Nice! One suggestion - please add AM4 socket boards. With current memory prices, AM5 with DDR5 is becoming unattainable for some. DDR4 prices are rising as well. But not nearly as bad as DDR5.

rkagerer an hour ago

Can anyone recommend a specific, well-made, high-performance motherboard with loads of PCIe lanes and expansion slots, and sensible lane topology?

All the motherboards these days make me feel claustrophobic. My current workstation is pretty old, but feels like it had more expansion capability (relative to its time) than what's on the market today.

  • Aurornis an hour ago

    You’ll have to be more specific about your price range. There are a lot of server and workstation chipsets/platforms that will have a large number of PCIe lanes, but you will pay for them.

    I really suggest not seeking a lot of PCIe lanes unless you really need them right now, though. The price premium for a platform with a lot of extra PCIe is very steep once you get past consumer boards. It would be a shame to spend a huge premium on a server board and settle for slower older tech CPUs only to have all of those slots sit empty.

    It’s a good idea to add up the PCIe devices you will use and the actual bandwidth they need. You lose very little by running a GPU in a PCIe x8 slot instead of a full x16 slot, for example. A 10G Ethernet card only needs 1 lane of PCIe 4.0. Even fast SSDs can get away with half of their lanes and you’ll never notice except in rare cases of sustained large file transfers.

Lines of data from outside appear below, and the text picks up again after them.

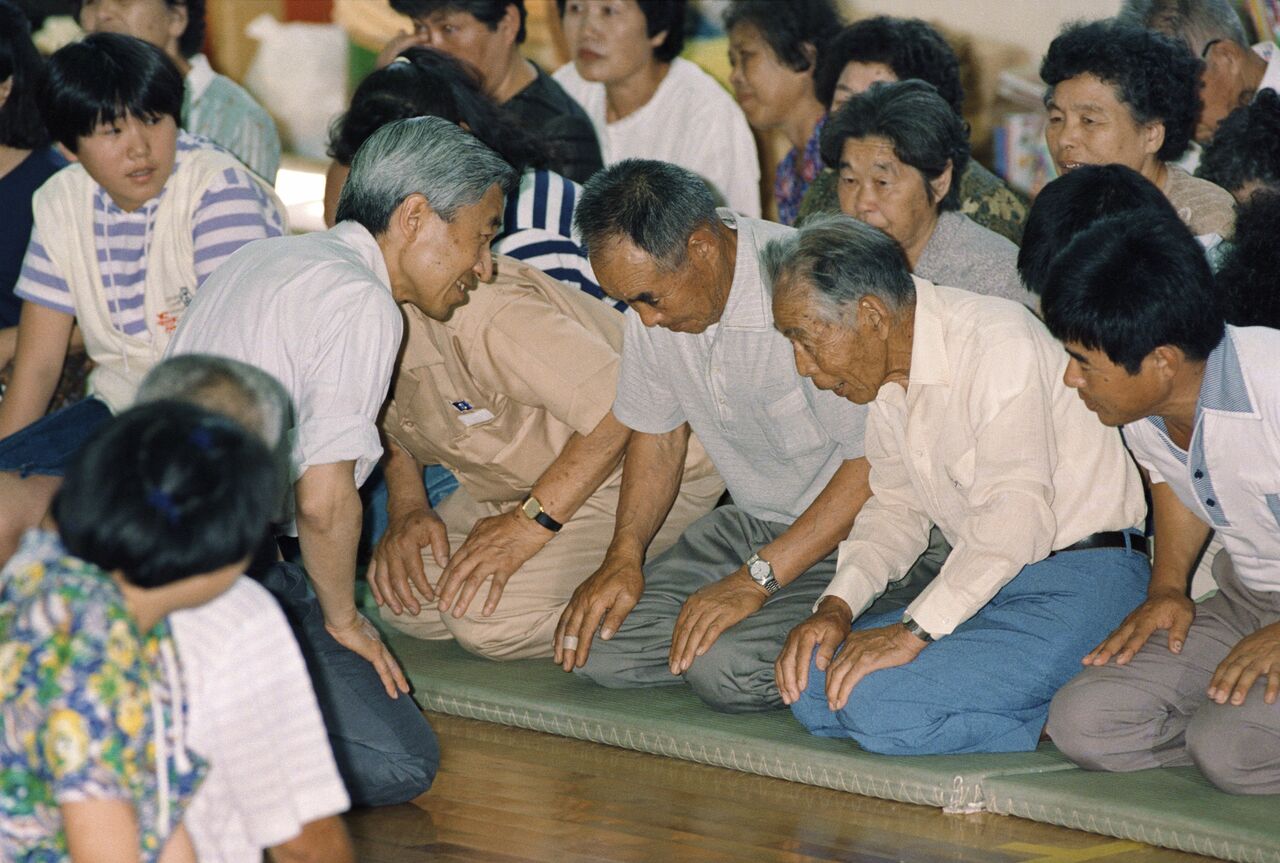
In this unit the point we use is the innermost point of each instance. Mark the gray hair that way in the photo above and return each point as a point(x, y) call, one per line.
point(1194, 22)
point(237, 389)
point(424, 155)
point(654, 205)
point(840, 260)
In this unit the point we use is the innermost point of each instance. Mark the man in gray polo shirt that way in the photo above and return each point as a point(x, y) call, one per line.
point(700, 352)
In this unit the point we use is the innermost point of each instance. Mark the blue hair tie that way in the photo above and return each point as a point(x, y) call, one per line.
point(164, 505)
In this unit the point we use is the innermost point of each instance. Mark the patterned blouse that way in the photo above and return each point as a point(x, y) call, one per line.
point(86, 706)
point(795, 172)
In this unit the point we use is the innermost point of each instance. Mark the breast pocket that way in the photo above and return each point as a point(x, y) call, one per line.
point(789, 425)
point(961, 469)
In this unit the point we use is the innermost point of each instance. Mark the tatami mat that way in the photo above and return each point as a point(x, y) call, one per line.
point(1174, 808)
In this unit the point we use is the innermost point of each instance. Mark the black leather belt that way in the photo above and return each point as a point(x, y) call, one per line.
point(1107, 539)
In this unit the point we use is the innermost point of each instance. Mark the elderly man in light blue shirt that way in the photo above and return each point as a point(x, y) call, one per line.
point(700, 352)
point(1176, 683)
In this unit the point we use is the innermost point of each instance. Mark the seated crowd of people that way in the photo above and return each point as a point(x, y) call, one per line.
point(554, 389)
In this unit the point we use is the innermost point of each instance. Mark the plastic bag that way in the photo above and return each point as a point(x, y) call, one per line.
point(300, 77)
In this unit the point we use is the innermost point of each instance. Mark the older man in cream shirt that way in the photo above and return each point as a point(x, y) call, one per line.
point(970, 429)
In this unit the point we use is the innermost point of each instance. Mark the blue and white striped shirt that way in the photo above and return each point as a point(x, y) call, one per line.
point(232, 211)
point(538, 228)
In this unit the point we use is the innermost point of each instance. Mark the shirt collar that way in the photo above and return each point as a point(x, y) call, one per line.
point(357, 236)
point(1223, 389)
point(200, 76)
point(929, 362)
point(749, 305)
point(1271, 77)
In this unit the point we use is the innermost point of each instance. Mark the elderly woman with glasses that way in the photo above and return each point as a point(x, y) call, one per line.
point(899, 150)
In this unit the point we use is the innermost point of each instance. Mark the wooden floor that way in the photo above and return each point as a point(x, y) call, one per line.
point(507, 795)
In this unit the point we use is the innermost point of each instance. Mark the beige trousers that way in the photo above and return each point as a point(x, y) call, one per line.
point(522, 625)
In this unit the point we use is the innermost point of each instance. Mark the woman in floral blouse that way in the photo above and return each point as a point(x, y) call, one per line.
point(160, 512)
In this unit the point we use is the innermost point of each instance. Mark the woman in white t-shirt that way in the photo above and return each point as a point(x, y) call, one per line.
point(648, 103)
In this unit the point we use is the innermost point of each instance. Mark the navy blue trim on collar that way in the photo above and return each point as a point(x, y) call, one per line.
point(1223, 387)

    • shadowpho 32 minutes ago

      >Even fast SSDs can get away with half of their lanes and you’ll never notice except in rare cases of sustained large file transfers

      Sorta yes but kinda the other way around — you’ll mostly notice in short high burst of I/O. This is mostly the case for people who use them to run remote mounted VM.

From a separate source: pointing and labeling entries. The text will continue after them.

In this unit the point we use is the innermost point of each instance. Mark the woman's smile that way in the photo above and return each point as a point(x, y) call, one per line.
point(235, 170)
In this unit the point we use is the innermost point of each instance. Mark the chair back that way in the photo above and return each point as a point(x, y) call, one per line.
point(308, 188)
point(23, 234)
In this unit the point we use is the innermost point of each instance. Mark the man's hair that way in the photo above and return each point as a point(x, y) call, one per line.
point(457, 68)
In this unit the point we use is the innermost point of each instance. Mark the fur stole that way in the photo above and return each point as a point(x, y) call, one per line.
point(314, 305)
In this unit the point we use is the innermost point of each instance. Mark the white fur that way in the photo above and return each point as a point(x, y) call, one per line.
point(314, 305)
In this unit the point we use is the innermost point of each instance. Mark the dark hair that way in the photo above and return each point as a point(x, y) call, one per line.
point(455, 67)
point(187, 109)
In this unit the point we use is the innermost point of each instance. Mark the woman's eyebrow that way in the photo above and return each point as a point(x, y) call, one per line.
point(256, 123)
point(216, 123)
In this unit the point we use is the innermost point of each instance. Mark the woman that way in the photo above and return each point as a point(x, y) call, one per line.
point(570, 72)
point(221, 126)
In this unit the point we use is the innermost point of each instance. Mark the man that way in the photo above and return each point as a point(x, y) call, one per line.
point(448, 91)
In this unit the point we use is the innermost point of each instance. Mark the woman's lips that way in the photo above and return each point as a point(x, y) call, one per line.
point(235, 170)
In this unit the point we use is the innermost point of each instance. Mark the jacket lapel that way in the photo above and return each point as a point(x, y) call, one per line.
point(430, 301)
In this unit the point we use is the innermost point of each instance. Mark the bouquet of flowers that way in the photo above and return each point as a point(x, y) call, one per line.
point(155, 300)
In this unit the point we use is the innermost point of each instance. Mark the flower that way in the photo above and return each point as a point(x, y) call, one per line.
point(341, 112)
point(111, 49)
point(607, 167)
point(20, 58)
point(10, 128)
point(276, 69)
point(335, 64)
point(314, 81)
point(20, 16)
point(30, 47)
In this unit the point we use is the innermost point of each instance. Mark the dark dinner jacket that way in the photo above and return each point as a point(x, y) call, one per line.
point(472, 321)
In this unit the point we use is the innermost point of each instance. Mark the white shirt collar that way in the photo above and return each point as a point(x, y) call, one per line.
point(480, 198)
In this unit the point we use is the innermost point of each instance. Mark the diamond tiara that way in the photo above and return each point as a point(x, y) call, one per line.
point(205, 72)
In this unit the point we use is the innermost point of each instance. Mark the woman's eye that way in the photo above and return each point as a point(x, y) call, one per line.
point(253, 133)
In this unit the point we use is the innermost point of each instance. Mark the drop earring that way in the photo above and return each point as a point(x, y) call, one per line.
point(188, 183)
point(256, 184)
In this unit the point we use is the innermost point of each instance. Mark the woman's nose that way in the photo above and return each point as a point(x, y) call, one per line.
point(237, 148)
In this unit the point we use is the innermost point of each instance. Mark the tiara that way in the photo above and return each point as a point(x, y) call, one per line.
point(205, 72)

      Nowadays all nvme have a cache on board (ddr3 memory is common), which is how they manage to keep up with high speed. However once you exhaust the cache speeds drop dramatically.

      But your point is valid that very few people actually notice a difference

rao-v 6 hours ago

I’ve been struggling to find an AM5 board that can run three MI50s at 4x. This is perfect thank you.

Him are you sure about some of the PCI slots? I think some marked as 4x get downgraded to 1x on these boards…

Further edit - this maybe accurate - how are you getting this / confirming it?

matja 3 hours ago

How can I contribute the data for the boards I own which are not on the site?

throw7 4 hours ago

I wish all manufacturers clearly gave info like this up front. AM4 boards would be nice.

  • PunchyHamster 4 hours ago

    Yeah my ASRock have nice map of the every lane and interface and where they are connected on the board. Especially important as some devices go thru second io expander

gitpusher 2 hours ago

Whoa. This is so cool and helpful. Too bad my board is Intel. Is there a way to contribute to this?

  • tagyro 2 hours ago

    I dropped a message to the creator :fingers_crossed: they open the motherboard database so we can make contributions

sidewndr46 a day ago

Wow, this is great! I don't know how they generate this but it's really impressive. One of the things that I've been surprised with is some older dual socket workstations have tons of PCI-E lanes, but none are hooked to the second CPU it seems

mifreewil 5 hours ago

Very nice! Just a note (as the site says on bottom left side), this can vary depending on the CPU you use, would be nice to be able to select all different variations of supported CPUs as a future feature.

smcleod 5 hours ago

That is so incredibly useful, hardware vendors do such a bad job of properly advertising how many GPUs will actually work and with what combination of m.2 slots in use.